This example demonstrates the Sliding window using the Transformation reduceByKeyAndWindow(). This Python stub is used to provide Input to this Application
Input
Input for the Streaming Application is denoted by this color
Output
Source Code
Input
Input for the Streaming Application is denoted by this color
python3.5 ./a21_stub.py inputfile=./c15_input2.yaml
Press ENTER when Ready...
[ 0]
[.9] => data=lion || secondscounter=0.9
[ 1]
[.8] => data=lion || secondscounter=1.8
[ 2]
[.7] => data=lion || secondscounter=2.7
[ 3]
[.6] => data=lion || secondscounter=3.6
[ 4]
[.5] => data=lion || secondscounter=4.5
[ 5]
[.4] => data=lion || secondscounter=5.4
[ 6]
[.4] => data=lion || secondscounter=6.4
[ 7]
[.2] => data=lion || secondscounter=7.2
[ 8]
[.1] => data=lion || secondscounter=8.1
[ 9]
[.0] => data=lion || secondscounter=9.0
[ 10]
[.0] => data=lion || secondscounter=10.0
[.8] => data=lion || secondscounter=10.8
[ 11]
[.7] => data=lion || secondscounter=11.7
[ 12]
[.6] => data=lion || secondscounter=12.6
Output
(lion,(2,List(0.9, 1.8)))
(lion,(4,List(0.9, 1.8, 2.7, 3.6)))
(lion,(6,List(0.9, 1.8, 2.7, 3.6, 4.5, 5.4)))
(lion,(7,List(2.7, 3.6, 4.5, 5.4, 6.4, 7.2, 8.1)))
(lion,(7,List(4.5, 5.4, 6.4, 7.2, 8.1, 9.0, 10.0)))
(lion,(7,List(6.4, 7.2, 8.1, 9.0, 10.0, 10.8, 11.7)))
(lion,(5,List(9.0, 10.0, 10.8, 11.7, 12.6)))
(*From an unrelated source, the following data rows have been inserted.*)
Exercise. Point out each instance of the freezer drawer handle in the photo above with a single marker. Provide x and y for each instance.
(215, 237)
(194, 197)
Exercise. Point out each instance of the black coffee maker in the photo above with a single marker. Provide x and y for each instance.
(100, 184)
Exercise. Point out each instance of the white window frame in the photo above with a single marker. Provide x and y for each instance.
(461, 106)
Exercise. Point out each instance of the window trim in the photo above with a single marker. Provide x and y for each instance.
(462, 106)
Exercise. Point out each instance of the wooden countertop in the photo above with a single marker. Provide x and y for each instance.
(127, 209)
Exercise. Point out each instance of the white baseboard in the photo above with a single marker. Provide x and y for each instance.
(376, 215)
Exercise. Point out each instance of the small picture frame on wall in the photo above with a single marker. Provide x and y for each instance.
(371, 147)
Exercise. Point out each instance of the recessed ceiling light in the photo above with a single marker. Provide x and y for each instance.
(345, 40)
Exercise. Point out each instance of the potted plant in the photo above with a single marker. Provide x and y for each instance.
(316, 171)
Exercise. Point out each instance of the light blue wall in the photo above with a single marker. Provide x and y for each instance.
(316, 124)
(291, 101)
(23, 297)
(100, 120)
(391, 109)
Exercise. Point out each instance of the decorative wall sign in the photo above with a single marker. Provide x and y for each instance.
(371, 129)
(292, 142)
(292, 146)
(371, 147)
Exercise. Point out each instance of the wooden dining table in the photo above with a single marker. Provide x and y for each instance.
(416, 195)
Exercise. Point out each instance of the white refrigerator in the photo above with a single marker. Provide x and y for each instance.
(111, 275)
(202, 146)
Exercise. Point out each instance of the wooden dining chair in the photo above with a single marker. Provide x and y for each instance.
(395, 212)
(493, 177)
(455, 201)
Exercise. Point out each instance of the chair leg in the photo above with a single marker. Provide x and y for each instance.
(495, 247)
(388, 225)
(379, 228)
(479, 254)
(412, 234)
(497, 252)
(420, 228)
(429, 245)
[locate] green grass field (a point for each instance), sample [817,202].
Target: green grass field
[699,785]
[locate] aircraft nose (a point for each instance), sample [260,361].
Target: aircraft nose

(lion,(3,List(10.8, 11.7, 12.6)))
(lion,(1,List(12.6)))
Source Code
- package a11_TCP_IP.a15_Window
- import org.apache.spark.SparkConf
- import org.apache.spark.SparkContext
- import org.apache.spark.streaming.Seconds
- import org.apache.spark.streaming.StreamingContext
- import java.text.SimpleDateFormat
- import java.util.Calendar
- /*
- spark-submit --master local[*] --class a11_TCP_IP.a15_Window.a11_WindowExample --driver-java-options -XX:MaxPermSize=300m target/scala-2.10/sparkstreamingexamples_2.10-1.0.jar
- */
- object a11_WindowExample {
- def main(args: Array[String]) {
- val conf = new SparkConf().setAppName("Window_Example")
- val sc = new SparkContext(conf)
- // Set Batch Interval
- val stc = new StreamingContext(sc, Seconds(2))
- // Create an Input stream that receives data from
- // TCP/IP Socket
- val linesDstream = stc.socketTextStream("localhost", 9999)
- val splittedDs = linesDstream.map{ x =>
- x.split("\\|\\|")
- .map(_.trim)
- }
- val filteredListDs = splittedDs.map{ x =>
- val retval = for { element <- x
- val keyNval = element.split("=")
- // Ensure key & value are both present
- if keyNval.size >= 2
- } yield {
- val splitted = element.split("=")
- // Create Tuple of Key and Value
- splitted(0) -> splitted(1)
- }
- retval
- }
- // Convert the Splitted tokens into a Map
- val dnryListDs = filteredListDs.map{ x => x.toMap }
- val keyvaluepairsDs = dnryListDs.map { x =>
- val data = x.getOrElse("data", "")
- (data, x)
- }
- val wordsDs = keyvaluepairsDs.flatMap{ x =>
- val xsplitted = x._1.split(" ").map(_.trim)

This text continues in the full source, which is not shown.